The first Old Fashioned I ever had was at The Player in Soho (this was way back when it was still a decent bar – sadly it’s lost its friendly vibe and the drinks have also gone downhill). It sounded strong and sensible, a proper drink with proper antecedents and no fancy nonsense about it. A drink for people who take drink seriously. Even, dare I say it, a masculine drink?
This all sounded a bit of a challenge – so naturally I ordered one.
I remember it was a reasonably busy night but instead of looking at me wearily (the usual response to idiots ordering a complex drink at busy periods) the bar tender’s face lit up. It was his favourite drink and when I told him that although I was a whisky lover I’d never tried one before, he went all out to make me the best he possibly could. Ten minutes later I was in liquor heaven.
That barman’s name escapes me now but his version of the Old Fashioned remains the benchmark to which all others must live up to. It was all in the stirring. This guy added the drink in layers, stirring in a cube of ice at a time. I don’t know if this is usual practice but the result was as smooth as silk without being watery and I haven’t had anything as good since.
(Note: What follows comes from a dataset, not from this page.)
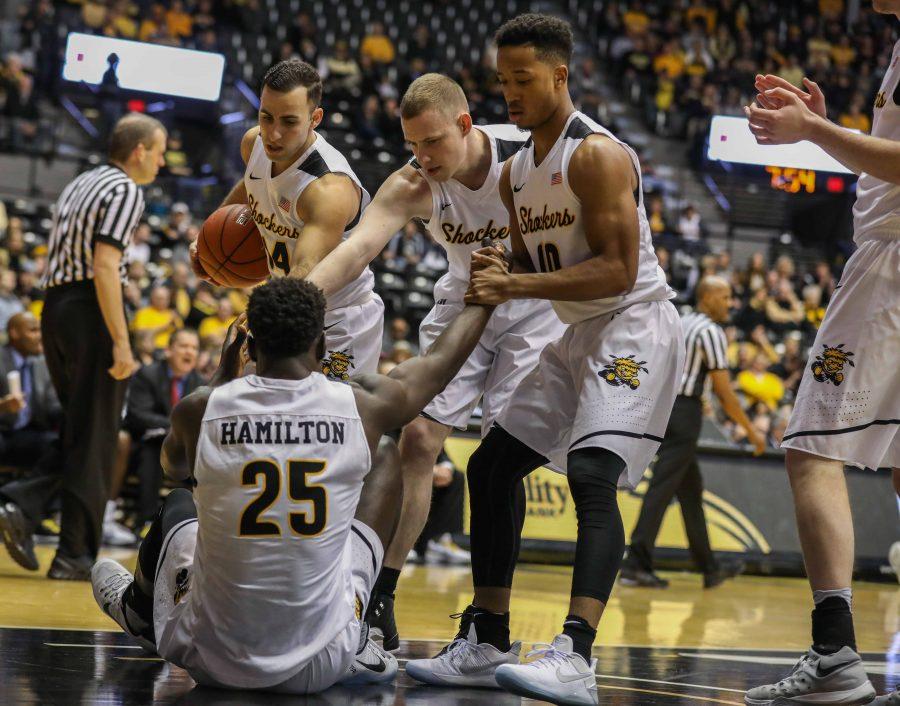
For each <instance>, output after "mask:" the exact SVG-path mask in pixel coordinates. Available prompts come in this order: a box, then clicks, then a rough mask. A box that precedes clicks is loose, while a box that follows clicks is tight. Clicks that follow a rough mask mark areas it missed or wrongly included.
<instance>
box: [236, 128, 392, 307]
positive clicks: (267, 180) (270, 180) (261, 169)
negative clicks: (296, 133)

In fact, I’m usually so disappointed I now rarely order an Old Fashioned in bars – after all if I want Bourbon on the rocks well, that’s what I order…
I’ve since realised the technique used by the bartender at The Player was probably the influence of Dick Bradsell who, according to this article The perfect old fashioned cocktail, was himself influenced by the legendary David Embury. Embury’s recipe is in the article so I won’t duplicate it here but my version below is from the same school.
I used to have a bottle of a liqueur-style orange bitters and I’d add a dash of this with every layer of Bourbon – not an authentic Old Fashioned but damn gorgeous nonetheless. I can’t trace the brand now so I tried making this with Fee Brothers orange bitters but the result lacked the complex flavour you get with Angostura.
Perhaps the moral here is that it’s best to be old fashioned when serving an Old Fashioned?
4 ice cubes
Soak sugar cube in Angostura, add a dash of water and muddle till sugar dissolved.
Add 1 measure of Bourbon and 2 ice cubes. Stir until ice cubes a little melted – about 30 stirs. Add another measure and 1 ice cube and stir in (repeat). Squeeze a slice of orange peel over drink and add to glass (with a maraschino cherry if you like).
Tip: If you don’t like the possibility of undissolved sugar giving a grainy finish to your drink, use a little sugar syrup in place of the sugar cube. I do, plus I enjoy the way the cube soaks up the pink of the Angostura – it’s all part of the ritual.